Saturday, November 19, 2005

'southern exposure' from the ny times

As community after community across the South opened its arms to the displaced, small-town papers were awash in stories about middle-class whites who had obviously made homeless and penniless evacuees the first black guests ever to sit at their tables and sleep on their sheets. These breakthroughs might seem especially emblematic of change in Southern white racial attitudes, but my guess is that there were a lot of these “firsts” registered as well in homes above the Mason-Dixon line where Hurricane Katrina victims found shelter.

Hurricane Katrina should also have demonstrated to skeptical blue-staters that the South’s vaunted religiosity amounts to more than a convenient vehicle for political manipulation of the ignorant, unthinking masses. Black and white survivors told story after story of reciting the Lord’s Prayer or the 23rd Psalm as the storm raged around them, and though left penniless, homeless and uninsured, they expressed both gratitude and absolute confidence that the Lord would protect and provide.

If the Hurricane Katrina experience reveals that the South remains in many ways what Mr. Zinn described as a “marvelously useful” mirror where other Americans can see some of their nation’s most egregious flaws magnified, it also suggests that in looking southward these days they should recognize some of its most admirable virtues writ large as well.

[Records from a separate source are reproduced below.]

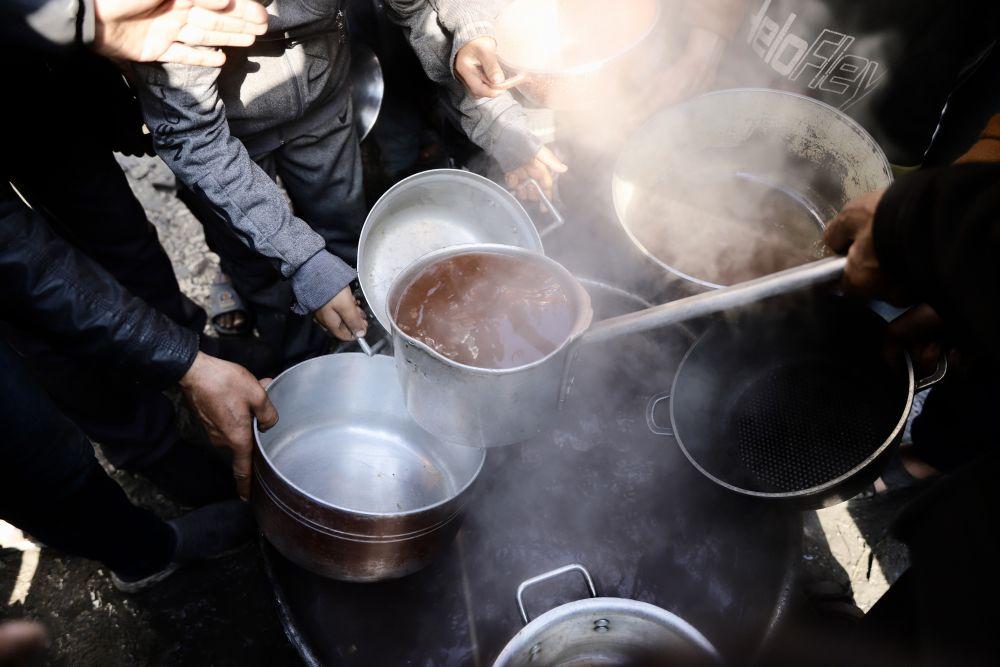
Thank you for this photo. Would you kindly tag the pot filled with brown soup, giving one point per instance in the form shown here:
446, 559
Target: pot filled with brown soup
479, 334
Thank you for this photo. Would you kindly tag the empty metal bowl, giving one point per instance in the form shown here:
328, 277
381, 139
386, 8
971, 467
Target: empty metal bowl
346, 484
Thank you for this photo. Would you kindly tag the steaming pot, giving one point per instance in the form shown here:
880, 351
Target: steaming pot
345, 484
482, 407
603, 631
796, 402
804, 153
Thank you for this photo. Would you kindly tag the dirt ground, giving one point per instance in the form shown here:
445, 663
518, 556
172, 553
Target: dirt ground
222, 613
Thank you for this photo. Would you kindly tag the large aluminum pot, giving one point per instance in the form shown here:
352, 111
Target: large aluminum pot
603, 631
367, 88
572, 54
483, 407
430, 211
346, 484
756, 150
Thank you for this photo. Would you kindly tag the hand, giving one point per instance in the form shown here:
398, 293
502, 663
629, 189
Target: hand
921, 332
342, 316
851, 233
19, 640
226, 398
478, 68
171, 31
541, 169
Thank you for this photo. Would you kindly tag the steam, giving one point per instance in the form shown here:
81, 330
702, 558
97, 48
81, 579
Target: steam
708, 188
721, 189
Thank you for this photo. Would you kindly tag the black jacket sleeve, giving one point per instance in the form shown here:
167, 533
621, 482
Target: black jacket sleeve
47, 23
50, 289
937, 233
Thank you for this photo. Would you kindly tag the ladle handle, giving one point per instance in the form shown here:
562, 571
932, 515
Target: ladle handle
708, 303
560, 220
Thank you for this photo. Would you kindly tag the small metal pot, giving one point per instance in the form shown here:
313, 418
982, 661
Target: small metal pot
429, 211
539, 40
346, 485
367, 88
782, 147
482, 407
603, 631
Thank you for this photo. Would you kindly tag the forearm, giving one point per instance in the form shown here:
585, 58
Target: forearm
191, 134
52, 289
987, 149
47, 23
466, 19
937, 233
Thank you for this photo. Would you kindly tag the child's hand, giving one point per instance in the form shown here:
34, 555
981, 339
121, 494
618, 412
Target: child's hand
343, 316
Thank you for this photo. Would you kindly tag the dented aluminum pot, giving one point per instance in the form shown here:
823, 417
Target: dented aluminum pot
345, 484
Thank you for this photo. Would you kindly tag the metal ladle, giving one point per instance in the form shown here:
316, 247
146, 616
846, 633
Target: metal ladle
743, 294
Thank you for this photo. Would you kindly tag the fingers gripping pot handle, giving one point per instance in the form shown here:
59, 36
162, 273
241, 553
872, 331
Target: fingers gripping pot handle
552, 574
654, 402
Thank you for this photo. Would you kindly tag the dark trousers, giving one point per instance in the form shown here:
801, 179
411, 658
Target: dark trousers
944, 609
957, 423
52, 487
90, 203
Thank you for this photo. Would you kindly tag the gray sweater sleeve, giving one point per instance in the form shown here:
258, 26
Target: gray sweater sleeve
46, 23
499, 126
465, 20
187, 119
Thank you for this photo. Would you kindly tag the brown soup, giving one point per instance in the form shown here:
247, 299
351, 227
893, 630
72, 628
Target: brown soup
486, 310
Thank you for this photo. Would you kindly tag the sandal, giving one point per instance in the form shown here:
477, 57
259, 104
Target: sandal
224, 300
896, 477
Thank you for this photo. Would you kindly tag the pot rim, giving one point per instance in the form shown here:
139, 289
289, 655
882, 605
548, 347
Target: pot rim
589, 67
430, 175
527, 635
337, 508
815, 491
584, 318
701, 282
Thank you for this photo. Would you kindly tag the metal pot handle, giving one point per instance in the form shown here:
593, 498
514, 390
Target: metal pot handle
553, 211
525, 585
939, 373
651, 417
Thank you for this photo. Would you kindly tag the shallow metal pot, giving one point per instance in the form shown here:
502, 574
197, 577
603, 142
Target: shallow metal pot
429, 211
809, 155
540, 40
346, 485
603, 631
483, 407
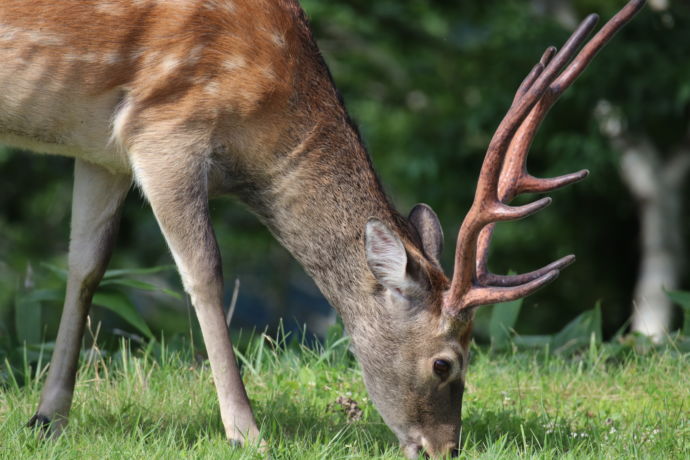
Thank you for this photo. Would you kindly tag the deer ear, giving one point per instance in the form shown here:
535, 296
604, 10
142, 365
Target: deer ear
425, 220
389, 262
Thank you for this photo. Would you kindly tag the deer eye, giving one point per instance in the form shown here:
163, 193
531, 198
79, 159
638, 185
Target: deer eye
442, 368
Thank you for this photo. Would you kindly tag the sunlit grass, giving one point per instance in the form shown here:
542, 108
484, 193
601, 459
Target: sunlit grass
162, 405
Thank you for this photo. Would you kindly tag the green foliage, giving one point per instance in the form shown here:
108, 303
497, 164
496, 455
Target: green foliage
26, 345
428, 82
155, 403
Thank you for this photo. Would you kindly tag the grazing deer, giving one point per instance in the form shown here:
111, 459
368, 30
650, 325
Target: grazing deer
194, 98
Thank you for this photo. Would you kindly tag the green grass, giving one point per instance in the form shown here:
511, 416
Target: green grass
524, 404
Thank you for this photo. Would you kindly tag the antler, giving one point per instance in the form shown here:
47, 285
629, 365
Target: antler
504, 174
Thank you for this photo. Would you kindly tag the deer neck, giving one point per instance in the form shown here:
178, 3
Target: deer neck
317, 202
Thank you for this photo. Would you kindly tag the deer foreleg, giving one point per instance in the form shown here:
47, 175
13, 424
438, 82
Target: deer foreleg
176, 187
97, 199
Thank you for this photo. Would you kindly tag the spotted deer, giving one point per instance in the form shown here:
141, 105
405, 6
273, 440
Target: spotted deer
190, 99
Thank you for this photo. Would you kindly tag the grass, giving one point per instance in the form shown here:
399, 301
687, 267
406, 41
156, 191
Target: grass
161, 405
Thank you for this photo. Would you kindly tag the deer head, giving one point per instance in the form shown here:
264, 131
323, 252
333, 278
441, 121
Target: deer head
415, 358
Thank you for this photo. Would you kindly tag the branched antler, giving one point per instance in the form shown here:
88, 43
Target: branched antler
504, 174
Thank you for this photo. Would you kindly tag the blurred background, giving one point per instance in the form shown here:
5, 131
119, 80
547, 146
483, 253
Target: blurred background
428, 82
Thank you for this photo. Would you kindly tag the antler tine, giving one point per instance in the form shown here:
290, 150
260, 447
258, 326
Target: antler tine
503, 174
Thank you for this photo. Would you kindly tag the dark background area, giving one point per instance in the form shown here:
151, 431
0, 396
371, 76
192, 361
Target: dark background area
427, 82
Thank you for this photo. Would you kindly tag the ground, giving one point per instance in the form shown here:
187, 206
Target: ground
312, 405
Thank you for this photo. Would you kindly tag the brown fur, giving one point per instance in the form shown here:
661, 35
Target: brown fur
193, 98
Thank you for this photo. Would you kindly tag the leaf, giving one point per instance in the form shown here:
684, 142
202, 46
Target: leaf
503, 318
59, 272
40, 295
119, 304
577, 332
682, 298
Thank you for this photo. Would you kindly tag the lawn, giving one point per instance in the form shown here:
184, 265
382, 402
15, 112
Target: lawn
161, 404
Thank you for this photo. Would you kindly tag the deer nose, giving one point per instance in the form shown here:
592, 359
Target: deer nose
440, 451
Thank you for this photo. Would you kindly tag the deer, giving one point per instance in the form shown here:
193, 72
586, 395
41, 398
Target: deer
192, 99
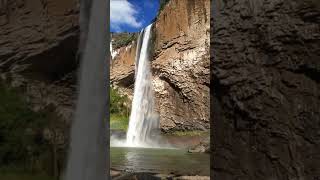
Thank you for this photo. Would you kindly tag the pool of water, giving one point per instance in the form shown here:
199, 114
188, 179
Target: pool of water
156, 160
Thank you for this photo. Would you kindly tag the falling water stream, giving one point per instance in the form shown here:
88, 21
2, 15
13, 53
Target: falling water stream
88, 155
143, 119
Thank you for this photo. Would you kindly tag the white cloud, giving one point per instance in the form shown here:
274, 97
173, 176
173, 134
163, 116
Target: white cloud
123, 13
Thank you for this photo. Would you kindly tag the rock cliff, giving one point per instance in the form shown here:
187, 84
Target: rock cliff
39, 40
180, 65
266, 89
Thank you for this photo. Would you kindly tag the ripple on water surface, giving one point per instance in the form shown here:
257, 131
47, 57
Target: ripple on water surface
156, 160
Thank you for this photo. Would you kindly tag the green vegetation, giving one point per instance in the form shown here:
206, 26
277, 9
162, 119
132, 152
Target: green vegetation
23, 148
119, 122
190, 133
123, 39
119, 110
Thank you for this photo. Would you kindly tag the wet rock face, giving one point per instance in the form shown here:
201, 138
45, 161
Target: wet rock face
39, 42
181, 65
266, 89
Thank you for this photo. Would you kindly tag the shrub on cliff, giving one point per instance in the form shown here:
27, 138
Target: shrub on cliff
22, 145
123, 39
119, 110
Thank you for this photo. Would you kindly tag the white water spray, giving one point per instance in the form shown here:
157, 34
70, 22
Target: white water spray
143, 119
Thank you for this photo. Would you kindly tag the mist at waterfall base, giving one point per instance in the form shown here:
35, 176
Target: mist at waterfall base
143, 130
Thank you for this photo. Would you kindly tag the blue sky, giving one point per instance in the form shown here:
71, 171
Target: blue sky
132, 15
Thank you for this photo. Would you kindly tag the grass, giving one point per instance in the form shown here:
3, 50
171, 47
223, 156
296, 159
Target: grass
119, 122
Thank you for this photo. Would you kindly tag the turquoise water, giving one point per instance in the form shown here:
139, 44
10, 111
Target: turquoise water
154, 160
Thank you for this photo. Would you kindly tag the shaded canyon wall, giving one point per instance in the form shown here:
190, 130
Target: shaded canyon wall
266, 89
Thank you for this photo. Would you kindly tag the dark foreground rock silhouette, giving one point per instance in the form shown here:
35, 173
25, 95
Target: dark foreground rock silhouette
265, 92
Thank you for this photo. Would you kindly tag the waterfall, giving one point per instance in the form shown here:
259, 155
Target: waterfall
88, 156
143, 119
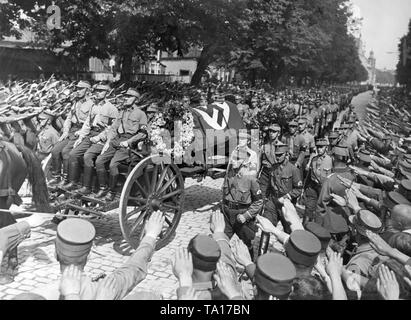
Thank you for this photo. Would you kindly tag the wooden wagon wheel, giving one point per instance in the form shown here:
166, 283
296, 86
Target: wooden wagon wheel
46, 166
152, 185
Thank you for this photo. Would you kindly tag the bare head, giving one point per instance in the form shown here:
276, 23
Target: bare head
401, 217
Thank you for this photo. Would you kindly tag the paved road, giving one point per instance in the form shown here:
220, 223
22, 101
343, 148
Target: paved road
360, 103
38, 265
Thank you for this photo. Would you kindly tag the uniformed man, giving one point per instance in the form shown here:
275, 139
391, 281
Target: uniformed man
47, 138
128, 128
333, 185
321, 166
268, 159
241, 105
73, 123
250, 117
290, 140
305, 144
91, 138
285, 182
242, 200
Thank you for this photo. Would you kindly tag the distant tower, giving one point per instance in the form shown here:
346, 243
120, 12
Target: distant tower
371, 68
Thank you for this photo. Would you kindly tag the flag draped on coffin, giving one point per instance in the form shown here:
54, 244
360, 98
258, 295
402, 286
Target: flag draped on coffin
217, 130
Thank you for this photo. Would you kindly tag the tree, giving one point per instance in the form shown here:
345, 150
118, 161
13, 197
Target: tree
404, 63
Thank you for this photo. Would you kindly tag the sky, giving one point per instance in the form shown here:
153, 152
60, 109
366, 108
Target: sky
384, 23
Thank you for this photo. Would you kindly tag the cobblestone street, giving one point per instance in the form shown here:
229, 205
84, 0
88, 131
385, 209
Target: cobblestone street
38, 266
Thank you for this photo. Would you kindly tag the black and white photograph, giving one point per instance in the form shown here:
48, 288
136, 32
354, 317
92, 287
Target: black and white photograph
229, 150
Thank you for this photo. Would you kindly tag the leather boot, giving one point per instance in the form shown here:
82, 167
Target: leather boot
87, 177
113, 184
55, 180
102, 182
74, 175
64, 181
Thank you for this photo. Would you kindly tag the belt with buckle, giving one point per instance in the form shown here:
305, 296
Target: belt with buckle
235, 205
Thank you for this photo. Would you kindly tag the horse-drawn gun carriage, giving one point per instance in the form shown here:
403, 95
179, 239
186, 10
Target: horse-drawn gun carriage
153, 179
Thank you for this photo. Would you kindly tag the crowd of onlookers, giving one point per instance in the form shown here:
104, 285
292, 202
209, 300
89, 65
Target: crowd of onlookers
355, 244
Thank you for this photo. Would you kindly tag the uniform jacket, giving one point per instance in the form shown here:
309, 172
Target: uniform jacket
243, 190
47, 139
129, 121
286, 180
78, 114
333, 185
101, 117
321, 168
12, 235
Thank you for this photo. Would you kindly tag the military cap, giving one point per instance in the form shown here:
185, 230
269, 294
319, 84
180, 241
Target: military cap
29, 104
394, 198
103, 87
333, 135
273, 127
321, 233
74, 240
302, 120
44, 116
335, 223
341, 150
152, 108
83, 84
405, 188
293, 123
133, 93
274, 274
205, 251
321, 142
366, 220
281, 148
303, 248
364, 156
405, 165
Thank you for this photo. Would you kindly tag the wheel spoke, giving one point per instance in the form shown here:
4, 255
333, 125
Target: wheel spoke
133, 212
172, 194
162, 177
169, 206
138, 222
146, 179
154, 178
168, 221
168, 183
144, 193
138, 199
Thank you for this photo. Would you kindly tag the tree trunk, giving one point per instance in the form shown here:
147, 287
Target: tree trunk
203, 61
126, 61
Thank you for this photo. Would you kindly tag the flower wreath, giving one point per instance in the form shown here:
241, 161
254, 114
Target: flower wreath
164, 121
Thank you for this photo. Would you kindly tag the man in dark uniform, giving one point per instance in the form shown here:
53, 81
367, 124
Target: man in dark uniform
268, 158
321, 167
91, 138
285, 182
290, 140
242, 200
305, 144
333, 185
122, 135
75, 119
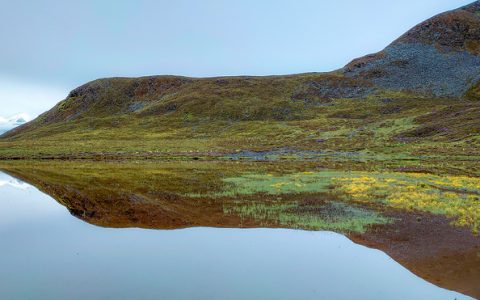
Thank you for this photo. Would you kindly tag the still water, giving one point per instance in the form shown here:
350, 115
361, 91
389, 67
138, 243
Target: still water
46, 253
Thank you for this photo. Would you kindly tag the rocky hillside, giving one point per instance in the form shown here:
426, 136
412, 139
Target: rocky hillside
432, 70
439, 57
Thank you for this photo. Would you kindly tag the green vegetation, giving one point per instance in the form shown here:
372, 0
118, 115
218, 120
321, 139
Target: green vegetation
334, 216
282, 194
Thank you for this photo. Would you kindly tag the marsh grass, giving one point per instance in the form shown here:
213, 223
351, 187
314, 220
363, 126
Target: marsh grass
333, 216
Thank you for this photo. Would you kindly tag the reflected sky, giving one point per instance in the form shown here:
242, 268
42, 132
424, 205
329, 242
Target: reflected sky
48, 254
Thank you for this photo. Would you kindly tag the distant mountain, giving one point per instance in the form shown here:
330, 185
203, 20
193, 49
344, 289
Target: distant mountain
8, 123
413, 90
439, 57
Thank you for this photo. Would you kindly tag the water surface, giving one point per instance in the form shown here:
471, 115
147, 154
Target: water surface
47, 253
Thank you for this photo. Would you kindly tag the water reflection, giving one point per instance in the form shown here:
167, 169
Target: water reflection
288, 264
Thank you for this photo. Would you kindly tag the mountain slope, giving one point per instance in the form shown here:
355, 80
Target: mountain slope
389, 101
439, 56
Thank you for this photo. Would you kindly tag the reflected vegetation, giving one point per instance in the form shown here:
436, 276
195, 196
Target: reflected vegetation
428, 223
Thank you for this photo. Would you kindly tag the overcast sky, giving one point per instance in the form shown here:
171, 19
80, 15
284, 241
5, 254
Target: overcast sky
50, 47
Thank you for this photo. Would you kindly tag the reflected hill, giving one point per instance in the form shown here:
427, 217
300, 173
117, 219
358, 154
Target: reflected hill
168, 195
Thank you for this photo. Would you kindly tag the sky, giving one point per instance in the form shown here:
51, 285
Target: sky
49, 47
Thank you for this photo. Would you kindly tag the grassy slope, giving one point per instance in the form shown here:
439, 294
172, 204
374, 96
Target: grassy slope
227, 115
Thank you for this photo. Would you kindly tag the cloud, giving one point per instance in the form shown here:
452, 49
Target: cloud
23, 96
7, 123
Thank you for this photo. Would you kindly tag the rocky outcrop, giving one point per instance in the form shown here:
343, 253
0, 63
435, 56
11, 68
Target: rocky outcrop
439, 57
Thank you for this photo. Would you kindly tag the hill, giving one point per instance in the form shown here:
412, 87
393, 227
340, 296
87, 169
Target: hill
417, 96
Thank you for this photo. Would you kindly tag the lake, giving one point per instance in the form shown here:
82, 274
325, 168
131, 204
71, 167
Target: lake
49, 254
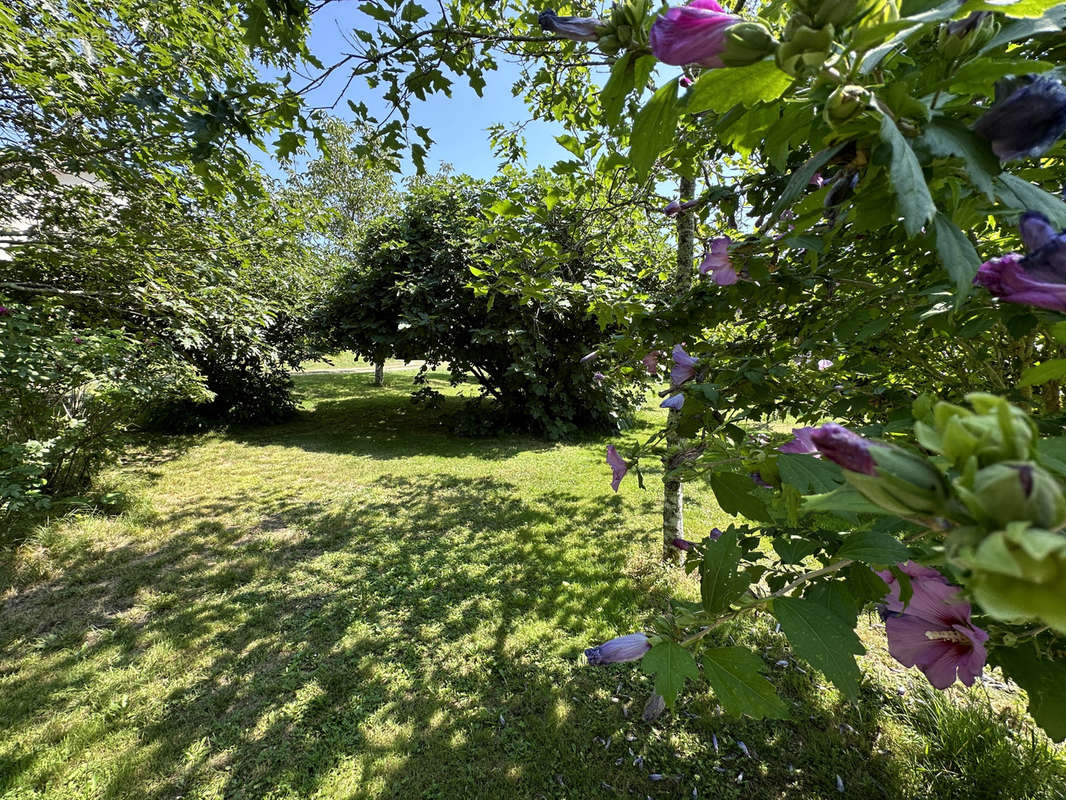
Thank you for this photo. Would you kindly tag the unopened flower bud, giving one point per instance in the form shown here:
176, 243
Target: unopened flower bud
1020, 573
845, 104
964, 36
806, 49
1019, 491
747, 43
994, 431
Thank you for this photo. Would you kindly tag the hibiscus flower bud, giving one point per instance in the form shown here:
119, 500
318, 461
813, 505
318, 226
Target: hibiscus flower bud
1026, 123
890, 477
806, 49
692, 34
845, 104
747, 43
629, 648
964, 36
579, 29
1020, 573
994, 431
1019, 491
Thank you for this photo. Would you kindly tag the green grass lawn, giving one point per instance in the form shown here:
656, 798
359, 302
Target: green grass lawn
358, 605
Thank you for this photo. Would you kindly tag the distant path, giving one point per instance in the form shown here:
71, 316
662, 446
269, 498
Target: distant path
356, 370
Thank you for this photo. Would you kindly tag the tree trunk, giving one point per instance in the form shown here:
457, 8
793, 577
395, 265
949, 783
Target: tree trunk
673, 493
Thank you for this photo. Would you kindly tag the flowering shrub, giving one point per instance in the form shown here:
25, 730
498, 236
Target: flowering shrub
882, 147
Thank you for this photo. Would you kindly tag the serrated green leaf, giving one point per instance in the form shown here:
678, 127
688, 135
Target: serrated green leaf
1044, 682
873, 547
616, 89
671, 664
957, 255
733, 674
720, 90
1021, 195
913, 195
735, 494
808, 474
1049, 370
653, 129
720, 580
823, 640
949, 138
845, 499
800, 179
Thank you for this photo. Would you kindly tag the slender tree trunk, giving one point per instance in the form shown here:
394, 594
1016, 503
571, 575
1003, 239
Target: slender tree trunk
673, 492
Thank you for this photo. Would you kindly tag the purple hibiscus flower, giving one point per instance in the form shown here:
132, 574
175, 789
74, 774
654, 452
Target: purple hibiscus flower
684, 366
802, 443
1037, 278
934, 632
618, 466
629, 648
1028, 122
579, 29
716, 262
692, 34
675, 402
844, 447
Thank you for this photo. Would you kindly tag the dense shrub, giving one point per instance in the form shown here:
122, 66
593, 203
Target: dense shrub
410, 296
67, 393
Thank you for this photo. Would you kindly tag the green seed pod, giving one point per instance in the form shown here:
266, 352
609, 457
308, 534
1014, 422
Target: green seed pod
998, 431
1019, 491
904, 483
747, 43
1020, 573
845, 104
807, 49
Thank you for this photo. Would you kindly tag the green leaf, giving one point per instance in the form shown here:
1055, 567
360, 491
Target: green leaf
1049, 370
915, 202
616, 89
720, 580
1021, 9
873, 547
822, 639
413, 12
671, 664
957, 255
949, 138
736, 496
653, 129
720, 90
800, 180
808, 474
733, 674
845, 499
1052, 452
1020, 194
1044, 682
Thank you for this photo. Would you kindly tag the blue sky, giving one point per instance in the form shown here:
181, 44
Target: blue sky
457, 125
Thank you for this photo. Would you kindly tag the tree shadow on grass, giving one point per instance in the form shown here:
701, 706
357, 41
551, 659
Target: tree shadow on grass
329, 648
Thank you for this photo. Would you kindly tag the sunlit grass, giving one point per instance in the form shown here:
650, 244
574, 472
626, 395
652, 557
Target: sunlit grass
359, 605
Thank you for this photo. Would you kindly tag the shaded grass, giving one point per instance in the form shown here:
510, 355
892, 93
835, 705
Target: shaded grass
358, 605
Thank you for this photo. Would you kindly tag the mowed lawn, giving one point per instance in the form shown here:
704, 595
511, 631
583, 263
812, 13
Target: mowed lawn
358, 605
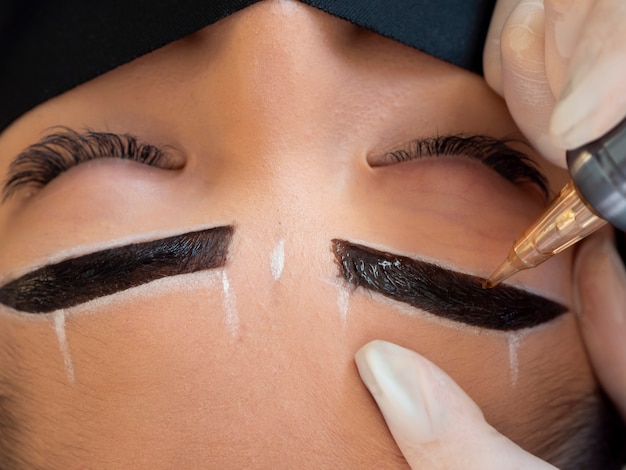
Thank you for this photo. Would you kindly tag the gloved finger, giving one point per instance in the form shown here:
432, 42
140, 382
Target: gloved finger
564, 23
600, 302
433, 421
594, 98
525, 82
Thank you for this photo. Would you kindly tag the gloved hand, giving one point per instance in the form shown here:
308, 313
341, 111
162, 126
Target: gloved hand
560, 65
437, 426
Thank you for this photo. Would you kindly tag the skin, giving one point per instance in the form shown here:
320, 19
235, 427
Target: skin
277, 112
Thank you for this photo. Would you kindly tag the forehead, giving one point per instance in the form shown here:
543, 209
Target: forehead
453, 34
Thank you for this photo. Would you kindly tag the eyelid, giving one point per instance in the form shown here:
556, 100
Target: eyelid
56, 153
497, 154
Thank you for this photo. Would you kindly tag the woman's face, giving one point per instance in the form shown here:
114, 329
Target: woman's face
276, 120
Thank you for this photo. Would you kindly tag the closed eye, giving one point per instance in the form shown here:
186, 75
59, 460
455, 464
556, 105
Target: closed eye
56, 153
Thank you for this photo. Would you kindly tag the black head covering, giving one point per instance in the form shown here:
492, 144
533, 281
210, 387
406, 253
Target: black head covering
47, 48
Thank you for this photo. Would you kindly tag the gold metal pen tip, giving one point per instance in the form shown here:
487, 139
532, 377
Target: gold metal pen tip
506, 270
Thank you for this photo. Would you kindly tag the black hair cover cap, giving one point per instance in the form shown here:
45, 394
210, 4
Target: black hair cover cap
49, 47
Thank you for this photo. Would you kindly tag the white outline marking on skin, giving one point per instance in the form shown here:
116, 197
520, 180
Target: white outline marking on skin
231, 319
277, 260
343, 303
59, 328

Read the whole thing here. Via T19.

1 comment:

Jody said...

I really appreciate this post... being an educated southerner who appreciates his past for both its possitives and negatives, I've been thining recently about the importance of being Southern in our age of globalization and anti-Americanism. The importance of the South for our national consiousness is, as African American singer-songwriter Shawn Amos recently put it, that the South has a history, it has a sense of the past that is lacking in other parts of the country. Part of this sense of the past is the awareness of past sins--these are both things that many of our fellow Americans and Christians could stand to learn something from, though it only comes with a willingness to accept who one is in all its flawed grandeur rather than attempting to construct a false identity from the soft and fluffy items of modern consumer culture.